Butterfield describes the "gravitational pull" of what he terms "cupidity," (a.k.a. "falleness"). It is "an historical equivalent to the theological assertion that all men are sinners" (59). Because of this irrepressable tendency, divine judgement often requires no divine effort at all:
"Sometimes God has only to withhold his protection and let events take their course - 'I will hide my face from them, I will see what their end shall be' - and the penalty comes from His formidable non-intervention" (80).
But to get around to deconstruction:
"It seems that nothing could be more exact perhaps for any man that the statement that 'all men are sinners and I the chief of them.' or the the thesis, 'There but for the grace of God go I'... All this seems to be the final effect of the reading of history upon me.
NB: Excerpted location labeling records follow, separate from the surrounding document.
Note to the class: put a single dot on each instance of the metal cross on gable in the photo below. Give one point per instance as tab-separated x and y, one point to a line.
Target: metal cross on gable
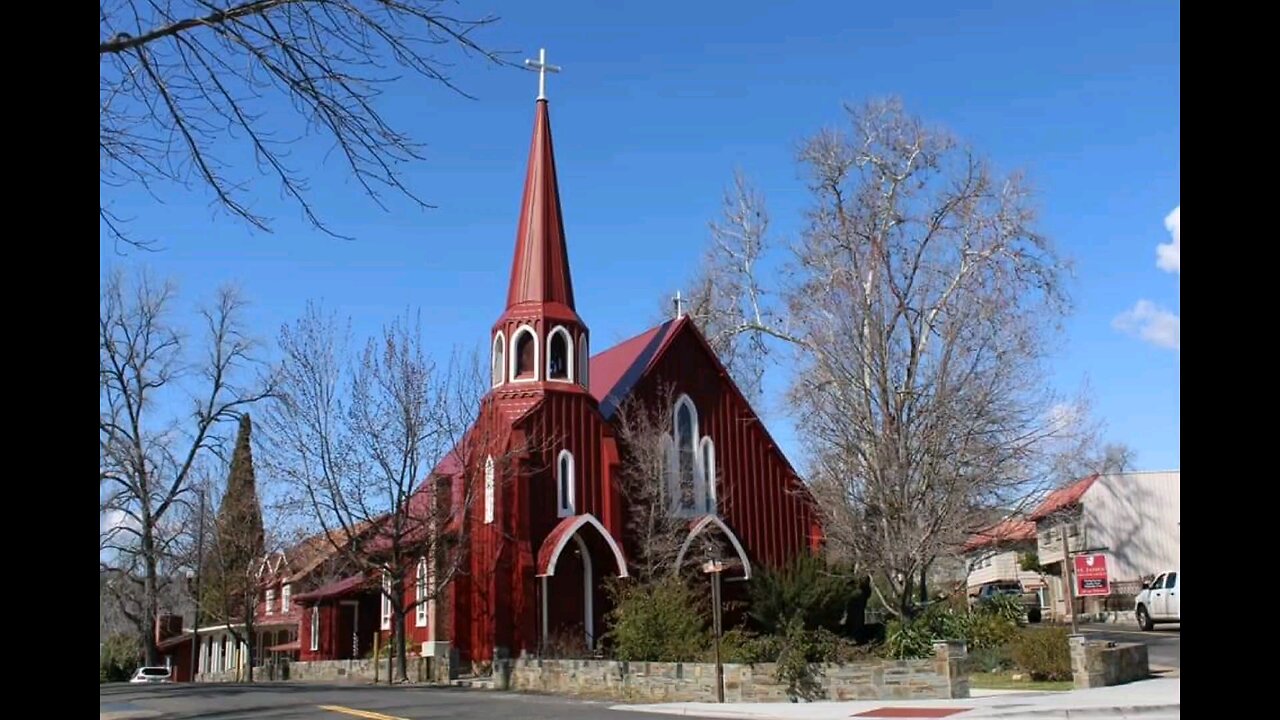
543	68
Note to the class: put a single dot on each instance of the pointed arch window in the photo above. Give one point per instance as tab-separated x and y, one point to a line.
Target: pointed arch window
499	359
420	593
560	355
690	463
707	456
524	355
387	601
489	482
565	484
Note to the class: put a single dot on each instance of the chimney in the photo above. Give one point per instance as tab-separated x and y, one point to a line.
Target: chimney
168	627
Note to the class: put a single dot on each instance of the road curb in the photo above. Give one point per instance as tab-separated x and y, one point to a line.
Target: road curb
1091	712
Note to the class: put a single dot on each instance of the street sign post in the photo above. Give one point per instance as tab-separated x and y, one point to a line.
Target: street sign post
1091	575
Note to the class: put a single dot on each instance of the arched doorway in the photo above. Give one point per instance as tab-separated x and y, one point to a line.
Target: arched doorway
571	564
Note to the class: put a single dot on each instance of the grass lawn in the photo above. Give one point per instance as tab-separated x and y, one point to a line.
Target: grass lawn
1006	682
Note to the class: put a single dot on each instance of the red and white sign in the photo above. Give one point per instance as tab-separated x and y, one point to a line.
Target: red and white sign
1091	575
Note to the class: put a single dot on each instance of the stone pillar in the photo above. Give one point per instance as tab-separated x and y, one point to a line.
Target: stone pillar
1087	666
949	661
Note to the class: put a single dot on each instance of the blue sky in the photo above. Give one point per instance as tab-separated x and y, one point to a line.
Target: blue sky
661	101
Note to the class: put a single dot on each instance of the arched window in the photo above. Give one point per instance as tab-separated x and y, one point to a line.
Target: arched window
565	484
499	359
686	455
488	490
560	354
707	456
524	355
420	593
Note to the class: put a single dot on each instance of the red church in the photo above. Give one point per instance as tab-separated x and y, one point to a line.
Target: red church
551	522
549	525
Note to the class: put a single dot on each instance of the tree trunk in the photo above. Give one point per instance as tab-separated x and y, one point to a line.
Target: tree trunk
150	600
401	655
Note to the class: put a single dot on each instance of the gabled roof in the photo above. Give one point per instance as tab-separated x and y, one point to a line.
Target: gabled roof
1009	531
616	370
1064	497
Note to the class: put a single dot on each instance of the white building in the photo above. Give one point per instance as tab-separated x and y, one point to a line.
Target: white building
1130	518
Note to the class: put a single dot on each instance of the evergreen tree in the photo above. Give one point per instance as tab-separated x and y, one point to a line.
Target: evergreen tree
238	537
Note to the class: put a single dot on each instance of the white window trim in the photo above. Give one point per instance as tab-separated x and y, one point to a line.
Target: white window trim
315	628
699	482
489	491
420	593
565	506
387	601
709	500
511	360
568	355
499	345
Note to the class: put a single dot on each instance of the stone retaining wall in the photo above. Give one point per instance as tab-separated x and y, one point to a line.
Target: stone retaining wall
1101	664
940	677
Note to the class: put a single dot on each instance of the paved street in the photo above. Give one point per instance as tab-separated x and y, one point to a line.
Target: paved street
1162	643
283	701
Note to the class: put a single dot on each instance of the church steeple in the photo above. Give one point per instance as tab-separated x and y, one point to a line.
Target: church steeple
539	341
539	272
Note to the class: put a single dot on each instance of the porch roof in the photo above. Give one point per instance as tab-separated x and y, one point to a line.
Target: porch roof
339	588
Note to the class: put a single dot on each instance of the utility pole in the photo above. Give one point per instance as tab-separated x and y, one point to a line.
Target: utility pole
714	568
200	564
1068	570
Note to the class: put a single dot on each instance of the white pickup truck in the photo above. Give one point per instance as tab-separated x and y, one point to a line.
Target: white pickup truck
1160	601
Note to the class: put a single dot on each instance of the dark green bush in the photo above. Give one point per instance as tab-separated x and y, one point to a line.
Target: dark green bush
823	596
662	621
991	660
1043	654
120	656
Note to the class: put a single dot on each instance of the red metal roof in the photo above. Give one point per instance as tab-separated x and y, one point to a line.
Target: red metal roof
1064	497
618	368
339	588
539	272
1004	532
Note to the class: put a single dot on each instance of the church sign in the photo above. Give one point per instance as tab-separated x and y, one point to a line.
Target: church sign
1091	575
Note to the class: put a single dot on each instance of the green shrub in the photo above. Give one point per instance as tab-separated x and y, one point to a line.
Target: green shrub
662	621
823	596
1043	654
990	625
991	660
120	656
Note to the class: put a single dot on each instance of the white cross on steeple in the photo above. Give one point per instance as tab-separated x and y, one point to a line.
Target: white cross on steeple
543	68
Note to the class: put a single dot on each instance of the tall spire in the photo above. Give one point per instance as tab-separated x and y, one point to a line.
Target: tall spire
539	272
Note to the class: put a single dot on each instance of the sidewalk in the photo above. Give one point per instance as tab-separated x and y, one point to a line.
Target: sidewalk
1150	700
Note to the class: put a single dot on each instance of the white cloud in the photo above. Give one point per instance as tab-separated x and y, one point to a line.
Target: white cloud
1151	323
1169	255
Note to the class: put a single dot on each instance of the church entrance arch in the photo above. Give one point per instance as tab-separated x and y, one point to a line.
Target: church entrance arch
571	563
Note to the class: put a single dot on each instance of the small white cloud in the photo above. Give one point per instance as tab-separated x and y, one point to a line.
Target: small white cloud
1151	323
1169	255
114	520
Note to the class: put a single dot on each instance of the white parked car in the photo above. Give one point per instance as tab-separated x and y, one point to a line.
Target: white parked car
1160	601
151	675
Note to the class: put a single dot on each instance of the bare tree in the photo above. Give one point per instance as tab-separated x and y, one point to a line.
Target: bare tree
182	83
146	368
376	451
918	301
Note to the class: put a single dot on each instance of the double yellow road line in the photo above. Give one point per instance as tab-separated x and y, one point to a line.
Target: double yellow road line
368	714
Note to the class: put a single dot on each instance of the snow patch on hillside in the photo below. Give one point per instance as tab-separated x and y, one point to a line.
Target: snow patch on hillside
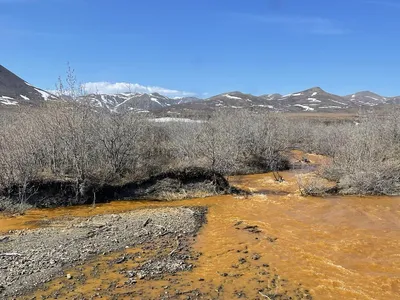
232	97
305	107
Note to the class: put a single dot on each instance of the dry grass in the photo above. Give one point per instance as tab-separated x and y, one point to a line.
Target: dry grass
183	194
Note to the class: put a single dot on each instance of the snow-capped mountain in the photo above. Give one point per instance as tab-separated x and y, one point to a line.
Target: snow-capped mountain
133	101
15	91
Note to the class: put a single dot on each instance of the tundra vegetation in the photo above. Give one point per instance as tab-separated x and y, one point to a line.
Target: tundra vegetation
75	143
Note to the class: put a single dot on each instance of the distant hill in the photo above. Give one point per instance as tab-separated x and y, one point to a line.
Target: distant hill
15	91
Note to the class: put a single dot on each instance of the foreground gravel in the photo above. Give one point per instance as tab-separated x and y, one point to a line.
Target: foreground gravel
30	258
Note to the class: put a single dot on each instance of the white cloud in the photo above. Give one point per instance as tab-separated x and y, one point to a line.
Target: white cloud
123	87
312	25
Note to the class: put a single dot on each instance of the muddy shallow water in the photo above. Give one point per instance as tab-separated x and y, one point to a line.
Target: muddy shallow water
335	247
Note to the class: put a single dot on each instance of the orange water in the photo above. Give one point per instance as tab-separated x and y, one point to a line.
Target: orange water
337	247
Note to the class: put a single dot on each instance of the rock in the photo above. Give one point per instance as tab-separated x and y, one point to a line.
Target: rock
242	260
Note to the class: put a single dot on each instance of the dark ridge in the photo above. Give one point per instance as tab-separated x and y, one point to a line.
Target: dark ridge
52	193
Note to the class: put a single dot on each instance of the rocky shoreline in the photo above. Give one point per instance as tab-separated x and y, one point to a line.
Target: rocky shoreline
30	258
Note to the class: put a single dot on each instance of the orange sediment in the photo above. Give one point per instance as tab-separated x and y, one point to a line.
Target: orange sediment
336	247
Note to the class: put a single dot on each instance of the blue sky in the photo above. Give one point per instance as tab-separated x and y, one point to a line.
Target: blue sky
206	47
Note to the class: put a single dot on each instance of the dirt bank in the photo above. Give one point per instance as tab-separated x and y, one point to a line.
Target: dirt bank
30	258
174	184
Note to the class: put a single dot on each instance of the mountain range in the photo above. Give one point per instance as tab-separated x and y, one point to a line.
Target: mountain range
14	91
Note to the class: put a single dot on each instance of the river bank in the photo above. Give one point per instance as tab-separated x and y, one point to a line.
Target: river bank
31	258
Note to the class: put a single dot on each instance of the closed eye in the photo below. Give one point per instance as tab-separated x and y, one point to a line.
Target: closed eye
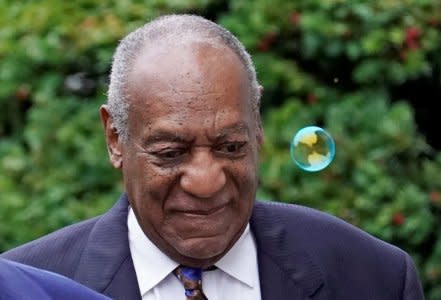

And if anybody answers me that of course there must have been great saints whom I slander in all my descriptions of human nature, I accept the correction, but still note the fact that these always seem to me to be the people who are most emphatically in agreement with me on the point that I am making"(64).
This is the classical Christian doctrine of original sin in action, and what else is it than a fundamental deconstruction of humanity from the start? Unpopular as it may be, far more absurd (and dangerous) is the alternative, which as G.K. Chesterton remarked, is "to believe in the Immaculate Conception of everybody."